The ConsistentTypeInspector must do at least some type inference. This release of Eyeball compromises by doing RDFS inference augmented by (very) limited union and intersection reasoning, as described in the Jena rules in etc/owl-like.rules. Even so, doing type inference over a large model is costly; you may wish to suppress it with -exclude until any other warnings are dealt with.

While, technically, a resource with no attached types at all is automatically inconsistent, Eyeball quietly ignores such resources, since they turn up quite often in simple RDF models.

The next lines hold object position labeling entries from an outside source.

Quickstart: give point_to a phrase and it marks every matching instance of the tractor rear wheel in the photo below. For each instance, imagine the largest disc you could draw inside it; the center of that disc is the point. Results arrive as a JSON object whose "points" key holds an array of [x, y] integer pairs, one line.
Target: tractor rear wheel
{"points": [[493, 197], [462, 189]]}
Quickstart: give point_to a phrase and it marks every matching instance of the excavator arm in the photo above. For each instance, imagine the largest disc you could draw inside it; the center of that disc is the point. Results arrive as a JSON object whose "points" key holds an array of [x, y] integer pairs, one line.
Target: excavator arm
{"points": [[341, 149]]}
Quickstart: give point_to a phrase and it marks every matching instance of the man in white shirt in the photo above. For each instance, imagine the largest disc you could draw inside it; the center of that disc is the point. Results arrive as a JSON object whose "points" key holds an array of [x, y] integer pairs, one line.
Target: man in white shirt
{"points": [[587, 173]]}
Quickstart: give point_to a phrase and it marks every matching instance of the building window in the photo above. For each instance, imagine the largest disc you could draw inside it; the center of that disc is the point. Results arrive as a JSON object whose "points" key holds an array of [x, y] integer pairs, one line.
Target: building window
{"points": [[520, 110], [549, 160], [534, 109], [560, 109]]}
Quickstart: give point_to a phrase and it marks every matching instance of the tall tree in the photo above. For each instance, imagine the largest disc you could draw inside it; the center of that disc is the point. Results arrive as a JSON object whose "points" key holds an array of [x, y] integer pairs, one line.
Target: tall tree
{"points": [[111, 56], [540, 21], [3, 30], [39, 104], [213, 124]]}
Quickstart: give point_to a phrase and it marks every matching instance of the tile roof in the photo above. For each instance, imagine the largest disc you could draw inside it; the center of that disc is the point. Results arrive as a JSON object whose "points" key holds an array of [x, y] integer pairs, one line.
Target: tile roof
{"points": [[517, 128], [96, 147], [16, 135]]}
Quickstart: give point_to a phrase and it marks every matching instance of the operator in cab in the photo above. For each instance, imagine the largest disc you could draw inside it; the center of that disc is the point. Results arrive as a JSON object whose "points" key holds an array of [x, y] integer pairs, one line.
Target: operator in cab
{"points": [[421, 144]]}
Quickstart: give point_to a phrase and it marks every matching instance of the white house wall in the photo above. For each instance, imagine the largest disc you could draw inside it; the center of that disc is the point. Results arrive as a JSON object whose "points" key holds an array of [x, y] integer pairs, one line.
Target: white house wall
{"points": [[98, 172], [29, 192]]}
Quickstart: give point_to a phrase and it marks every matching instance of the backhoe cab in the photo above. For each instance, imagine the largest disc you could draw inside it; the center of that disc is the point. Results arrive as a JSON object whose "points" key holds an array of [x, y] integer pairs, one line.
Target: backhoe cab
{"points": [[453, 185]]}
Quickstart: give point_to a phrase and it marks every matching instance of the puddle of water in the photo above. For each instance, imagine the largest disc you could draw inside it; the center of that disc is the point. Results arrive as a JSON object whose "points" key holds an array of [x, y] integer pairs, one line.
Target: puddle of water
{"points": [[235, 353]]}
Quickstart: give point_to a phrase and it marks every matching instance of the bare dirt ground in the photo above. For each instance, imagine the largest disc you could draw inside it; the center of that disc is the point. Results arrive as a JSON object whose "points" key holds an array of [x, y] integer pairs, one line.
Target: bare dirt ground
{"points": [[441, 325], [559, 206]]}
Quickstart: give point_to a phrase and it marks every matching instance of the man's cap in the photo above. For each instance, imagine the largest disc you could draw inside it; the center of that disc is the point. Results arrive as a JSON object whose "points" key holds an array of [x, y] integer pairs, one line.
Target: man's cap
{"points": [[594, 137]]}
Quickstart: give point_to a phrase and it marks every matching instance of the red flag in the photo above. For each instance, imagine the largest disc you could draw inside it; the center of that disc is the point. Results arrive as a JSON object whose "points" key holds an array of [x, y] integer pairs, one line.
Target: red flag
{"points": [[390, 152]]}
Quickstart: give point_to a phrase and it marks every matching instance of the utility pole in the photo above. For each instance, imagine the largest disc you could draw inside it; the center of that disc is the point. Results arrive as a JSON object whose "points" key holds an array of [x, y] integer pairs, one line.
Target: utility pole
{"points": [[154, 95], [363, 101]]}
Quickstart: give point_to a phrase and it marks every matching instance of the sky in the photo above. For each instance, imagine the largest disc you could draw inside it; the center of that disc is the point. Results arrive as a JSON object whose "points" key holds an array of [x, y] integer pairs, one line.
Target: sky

Implementation note: The ConsistentTypeInspector's inferencing is done entirely by forward rules, triggered on the first subject to inspect. Once the rules have run to completion, further subjects are cheap. Using backward rules, the initial closure of the model was somewhat cheaper, but each new subject in a biggish took a long time - a second or so - to process.

configuring URI checks

Eyeball applies some general, configurable, URI checks as well as the built-in ones. The config file contains statements using the property eye:schemePattern; their objects must be strings which describe a legal (Java regex) pattern for a URI. The scheme parts of those patterns form the set of known URI schemes: a URI that has that scheme, but does not match any of the patterns for that scheme, generates an eye:uriFailsPattern report.
Eyeball forms a single |-separated Java regular expression from all the patterns sharing the same scheme part.
The currently shipped config file restricts the type-id part of a URN to containing letters, digits, and hyphens, and to start with a letter.

configuring renderers

The renderer class that Eyeball uses to render the report into text is giving in the config file by triples of the form:
[]
    eye:renderer FullClassName
    ; eye:shortName ShortClassHandler
The FullClassName is a string literal giving the full class name of the rendering class. That class must implement the Renderer interface and have a constructor that takes a single Model (the configuring model) as an argument.

The ShortClassHandle is a string literal giving the short name used to refer to the class. The default short name used is default. There should be no more than one eye:shortName statement with the same ShortClassHandle in the configuation file, but the same class can have many different short names.

The TextRenderer supports an additional property eye:labels to allow the appropriate labels for an ontology to be supplied to the renderer. Each object of a eye:labels statement names a model; all the rdfs:label statements in that model are used to supply strings which are used to render resources.

The model names are strings which are interpreted by Jena's FileManager, so they may be redirected using Jena's file mappings.